Monday, November 7, 2011

We don't have to be victims of the 1% - taking the economy into our own hands, using creative collaboration, we can achieve a quality of life that is not monetary driven but rather community supported...
My latest article about Freecycle - appeared here: http://www.commonsnews.org/site/site04/story.php?articleno=4322&page=1

It is presented here below too:

I was moving in with my boyfriend, and we needed more space for my office and two children. His dark, dusty attic was piled high with old baby cribs, moth-eaten blankets, outdated law books, and squirrel-infested tchotchkes.
The attic was a dirty, scary mess. But it was space. I decided to renovate it, and I called a waste disposal company to arrange for a Dumpster to be brought in. It would cost more than $1,000, they told me before they refused the service.
I was flabbergasted: a company saying “no” to a paid job? They were firm. I needed to post my items on Freecycle first, then I could pay them to collect anything that was still left.
Freecycle is a free, nonprofit network of email lists started in 2003 by Arizona’s Deron Beal. Members of the list can receive offers of donations by email.
One needs to have something to offer to give away to join, but once in, members can request items they are seeking and, of course, accept others’ offers.
Instead of hoping to find, or get rid of, an item curbside, now people can swap from the ease of their own home.
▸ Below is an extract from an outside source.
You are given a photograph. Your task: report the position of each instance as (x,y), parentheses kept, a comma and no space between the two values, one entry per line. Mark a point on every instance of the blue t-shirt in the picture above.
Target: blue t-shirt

Plus items would not be ruined as they sat outside waiting for a new home.
I was dubious. Who would ever want what was in the attic? And what exactly was in the attic anyway?
I went upstairs with a clipboard and began making a list and posted it on Freecycle.
The cribs and mattresses went first; there was actually a line of people wanting them. Other things started going, too: an old-fashioned telephone with a broken wire, a dot-matrix printer, chipped pottery and crocks, boxes of old, dusty books.
I was amazed.
After just two weeks, I was down to the old, squirrel-eaten roll of threadbare rugs. “No one would ever want these,” I thought.
But I was wrong. A gentleman cheerfully arrived at my home and dragged the massive rolls of soiled carpet down from my third-floor attic into his truck.
My curiosity got the best of me. I had to ask what he planned to do with them. I pointed out that they were soiled and in poor shape. (I had noted this in the Freecycle posting, too.)
The gentleman laughed and explained that he was a hunter, and rugs like these were perfect for insulating his hunting cabin in the winter.
* * *
Now, I was on the list. Dozens of freecycle announcements filled my mailbox daily. People were giving away furniture, pets, tools, clothes, toys, camping gear. It was wonderful.
My children got the cutest furry ferrets, I got houseplants, we stocked up on arts and crafts supplies for the winter, and we continued to clean out the house.
The best part about offering products for sale on Freecycle is that, as part of the Freecycle rules, the takers will come to your place and haul it out themselves. That has been a great help to me when items are bulky and heavy, like those awful rugs.
The takers have turned out to be wonderful local people. They have always been so grateful and thankful, though I felt more grateful for them taking the items off my hands and not making me haul them to the dump.
A young lady came and took some old metal sign posts that we had unearthed in an excavation and gave me a glass of freshly picked dahlias. It has been great fun visiting people who had items for pickup, too. We made friends with a houseful of birds when picking up some picture frames.
* * *
Beal estimates that 30 to 40 tons of products are traded daily on Freecycle. He started the organization when his Tuscon, Ariz. trash recycling company began receiving non-recyclable, but useable, products from the businesses he was serving.
Rather than hauling the old computers and office furniture to the landfill, Beal began calling around the community looking for homes for the unwanted goods. He then began emailing friends.
The email messages were forwarded around the community, and thus began Freecycle. “I just sent the information out to my friends and 10 to 15 nonprofits and said, ‘Spread the word,’” he told Christian Science Monitor writer Tim King. “You get free stuff, and you get to give away the junk in your garage.”
Within two years, Freecycle grew to be a global network of more than 900,000 members. There are Freecycle communities in Germany, Japan, and Australia. In the United States, Portland, Oregon, and Austin, Texas, have the highest number of members.
Today, the Freecycle website claims, “the Freecycle concept has spread to over 85 countries, where there are thousands of local groups representing millions of members.” As a result, the organization and its local chapters are keeping more than 500 tons of product a day out of landfills.
These products, they say, amount to “five times the height of Mount Everest in the past year alone, when stacked in garbage trucks.”
Freecycle’s mission is to “build a worldwide gifting movement that reduces waste, saves precious resources and eases the burden on our landfills while enabling our members to benefit from the strength of a larger community.”
Operating on a budget of just than $200,000 a year, it seems Freecycle is doing just that. I know my attic, wallet, and heart have benefitted from Freecycle and the wonderful people I have met through using the service.
The Windham Solid Waste Management District has also benefitted, as it was saved from a Dumpster full of “good stuff” that I almost dumped on them.